As is typical in India, everybody speaks of the ‘long term future’ of the wind industry in the country, what with the recently-launched National Mission on Wind.
Spanish wind turbine major Gamesa seems to have done well in this dull environment, going by the figures provided by the company.
Till December 2013, Gamesa had sold wind turbines worth 145 MW, but since 455 MW are under ‘advance stages of implementation’ — activity typically picks up in the last quarter of the year — the company expects to close the year with 600 MW of sales compared with 115 MW in 2012-13.
Gamesa India’s Chairman and Managing Director Ramesh Kymal told Business Line that the company expects sales of 800 MW in 2014-15, given that it has under its control sufficient land to install 4,000 MW more.
“We do not own all the land, but we have agreements in place that give us rights to put up projects,” Kymal said, adding that the lands are in Maharashtra, Rajasthan, Madhya Pradesh and Tamil Nadu.

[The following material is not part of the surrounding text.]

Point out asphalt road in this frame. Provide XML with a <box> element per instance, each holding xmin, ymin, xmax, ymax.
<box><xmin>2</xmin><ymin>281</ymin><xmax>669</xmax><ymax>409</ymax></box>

The company has also stepped up indigenisation to 85 per cent of its 2 MW turbine launched two years ago. All components, except control panels and brake systems, are bought locally.

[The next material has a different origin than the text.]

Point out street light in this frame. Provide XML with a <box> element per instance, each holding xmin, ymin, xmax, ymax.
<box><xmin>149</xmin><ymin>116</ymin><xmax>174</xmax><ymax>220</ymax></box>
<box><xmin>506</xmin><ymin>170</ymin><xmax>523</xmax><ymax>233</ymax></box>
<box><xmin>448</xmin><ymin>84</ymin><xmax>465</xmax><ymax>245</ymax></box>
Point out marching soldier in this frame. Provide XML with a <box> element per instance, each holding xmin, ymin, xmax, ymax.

This localisation, Kymal said, does not give Gamesa an immediate cost advantage, but would serve the company well in the long run.
Gamesa’s production has just moved from a manufacturing unit north of Chennai to a recently-built factory south of the city in the village of Mamandur. There is scope to develop a vendor park near the new location. Gamesa, one of the top five wind turbine manufacturers in the world, has invested Rs 1,500 crore in India in the last four years it has been here.